God is not working to make us happy (although we benefit greatly from His work). He is working for His purpose. And what’s His purpose, His big theme throughout the entire bible? Us, His children, to redeem and reconcile His children back to Himself, back to His family.

Third truth: God’s promises never fail! And God promises to see His plans through and nothing is going to stop them.

Psalm 33:11

But the plans of the LORD stand firm forever, the purposes of his heart through all generations.

One example of that is when God made a promise with Abraham (back in Genesis) that his descendants would be so many, a man without a child until he was 90 years old and his wife was 80 years old, that his descendants would be like the stars in the sky, too many to count, that promise is still coming true today!

Take a moment now to reflect on how God has uniquely made you for His special purpose in the lives of those around you. Think about how God wants to use you as a bright light influencing your family, friends, neighbors, classmates, colleagues, and even the strangers whom you encounter during your daily routines.

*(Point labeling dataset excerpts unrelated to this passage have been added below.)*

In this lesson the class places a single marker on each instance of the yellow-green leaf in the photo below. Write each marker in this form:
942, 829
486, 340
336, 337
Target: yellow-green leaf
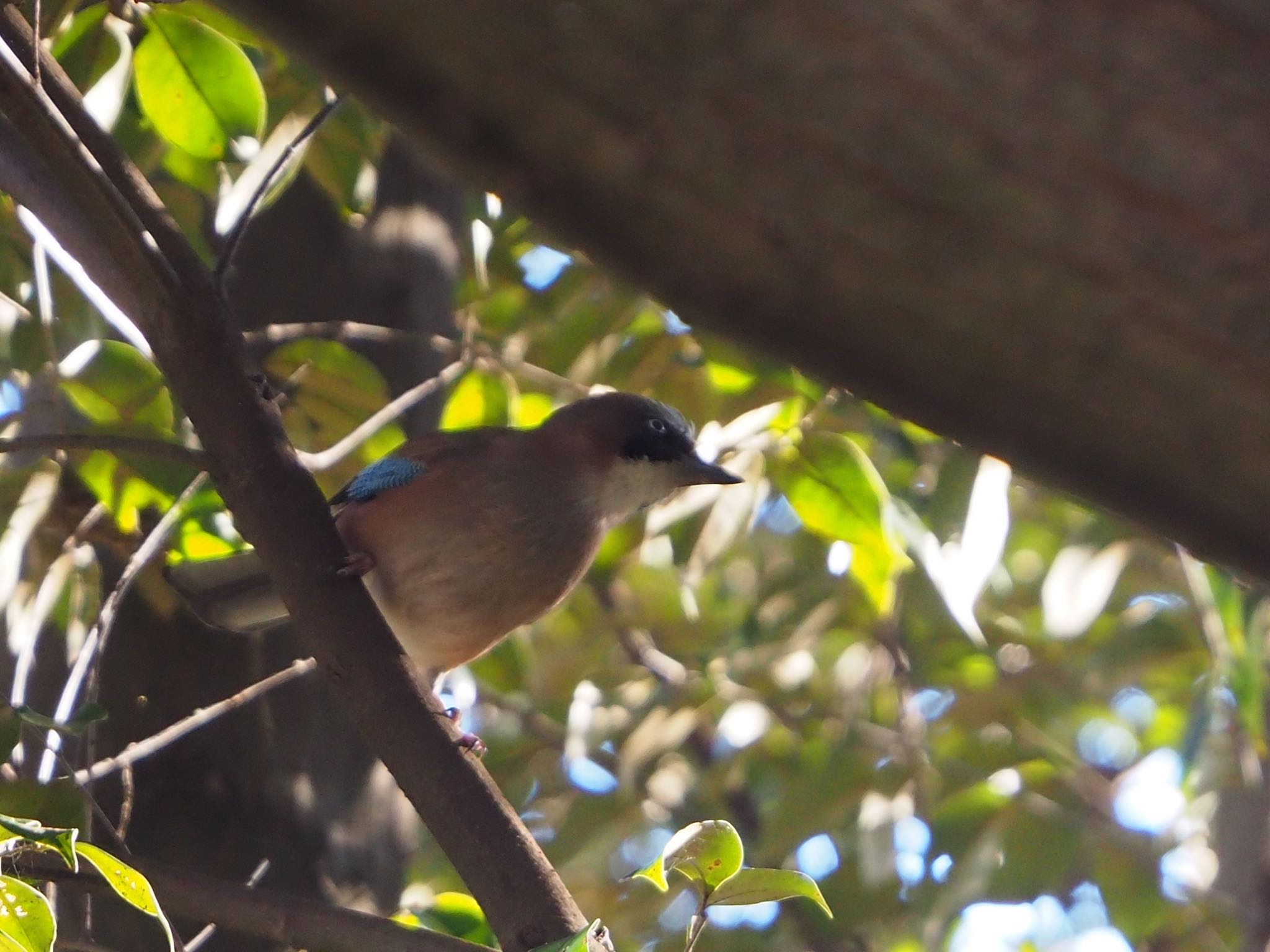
59, 839
706, 852
127, 883
25, 918
478, 400
196, 86
765, 885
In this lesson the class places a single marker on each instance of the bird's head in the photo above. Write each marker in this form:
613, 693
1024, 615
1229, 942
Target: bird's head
641, 450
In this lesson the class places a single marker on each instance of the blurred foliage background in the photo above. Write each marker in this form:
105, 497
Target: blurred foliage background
981, 714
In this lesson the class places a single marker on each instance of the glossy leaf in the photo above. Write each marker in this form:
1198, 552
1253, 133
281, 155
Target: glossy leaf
113, 384
79, 723
478, 400
127, 883
25, 918
59, 839
460, 915
838, 494
196, 86
593, 938
750, 886
706, 852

God has chosen you and has a purpose for your life for this time in history. You are here right now for a reason. God does not make mistakes, so you are no accident, whether your parents planned you or not. So I encourage you to seek God’s plan and purpose for your life if you don’t know what it is, and choose to follow it. God gives us the desires of His heart, therefore He gives us the gifts, the abilities, the wisdom, and the strength we need to accomplish our purpose. And He promises to be with us every step of the way (Matthew 28:20).